Also there are several combined features. The full list is following.

In [None]:
features = list(set(data.columns) - {'Label', 'Class'})
features

### Divide training data into 2 parts

In [None]:
training_data, validation_data = train_test_split(data, random_state=11, train_size=0.90, test_size=0.10)

In [None]:
len(training_data), len(validation_data)

# Sklearn classifier

On this step your task is to train **Sklearn** classifier to provide lower **log loss** value.

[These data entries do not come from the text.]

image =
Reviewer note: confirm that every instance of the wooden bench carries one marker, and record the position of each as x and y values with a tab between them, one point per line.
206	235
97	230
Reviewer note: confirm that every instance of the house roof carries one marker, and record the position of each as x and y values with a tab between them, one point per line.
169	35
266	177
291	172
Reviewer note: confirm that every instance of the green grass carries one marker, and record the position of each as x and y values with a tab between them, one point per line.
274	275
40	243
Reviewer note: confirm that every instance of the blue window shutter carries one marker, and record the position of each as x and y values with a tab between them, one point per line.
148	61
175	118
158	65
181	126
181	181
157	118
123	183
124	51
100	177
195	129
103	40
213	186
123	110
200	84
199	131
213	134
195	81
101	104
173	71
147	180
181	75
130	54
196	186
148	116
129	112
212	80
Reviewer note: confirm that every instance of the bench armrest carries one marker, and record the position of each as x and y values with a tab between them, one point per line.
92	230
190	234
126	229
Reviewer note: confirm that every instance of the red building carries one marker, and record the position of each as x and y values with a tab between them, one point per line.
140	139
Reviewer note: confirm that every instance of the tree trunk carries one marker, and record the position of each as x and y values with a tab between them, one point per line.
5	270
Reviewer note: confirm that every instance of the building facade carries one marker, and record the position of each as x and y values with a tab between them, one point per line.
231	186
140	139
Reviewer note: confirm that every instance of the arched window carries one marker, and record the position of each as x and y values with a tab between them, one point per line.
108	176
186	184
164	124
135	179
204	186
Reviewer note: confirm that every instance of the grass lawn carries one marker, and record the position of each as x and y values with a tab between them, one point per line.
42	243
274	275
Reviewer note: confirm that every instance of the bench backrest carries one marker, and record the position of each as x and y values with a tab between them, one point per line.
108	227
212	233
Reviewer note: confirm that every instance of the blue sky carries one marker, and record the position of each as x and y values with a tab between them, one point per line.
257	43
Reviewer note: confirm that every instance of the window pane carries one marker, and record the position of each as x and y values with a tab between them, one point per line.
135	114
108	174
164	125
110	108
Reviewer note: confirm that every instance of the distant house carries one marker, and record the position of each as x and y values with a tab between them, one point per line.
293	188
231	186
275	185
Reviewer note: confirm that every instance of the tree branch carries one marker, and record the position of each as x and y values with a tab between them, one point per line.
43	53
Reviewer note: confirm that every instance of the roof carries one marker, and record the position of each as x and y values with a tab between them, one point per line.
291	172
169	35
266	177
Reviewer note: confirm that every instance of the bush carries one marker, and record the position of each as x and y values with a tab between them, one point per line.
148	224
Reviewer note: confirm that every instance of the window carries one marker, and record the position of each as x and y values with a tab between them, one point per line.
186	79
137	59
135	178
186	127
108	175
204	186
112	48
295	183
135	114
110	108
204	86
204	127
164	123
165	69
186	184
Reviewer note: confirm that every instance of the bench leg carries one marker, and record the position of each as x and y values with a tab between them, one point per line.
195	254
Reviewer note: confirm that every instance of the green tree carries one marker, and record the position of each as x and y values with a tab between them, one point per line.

TASK: your task is to tune the classifier parameters to achieve the lowest **log loss** value on the validation sample you can.

In [None]:
from sklearn.ensemble import GradientBoostingClassifier

In [None]:
gb = GradientBoostingClassifier(learning_rate=0.1, 
                                n_estimators=50, 
                                subsample=0.3, 
                                random_state=13,
                                min_samples_leaf=100,
                                max_depth=3,
                                verbose=3)
gb.fit(training_data[features].values, training_data.Class.values)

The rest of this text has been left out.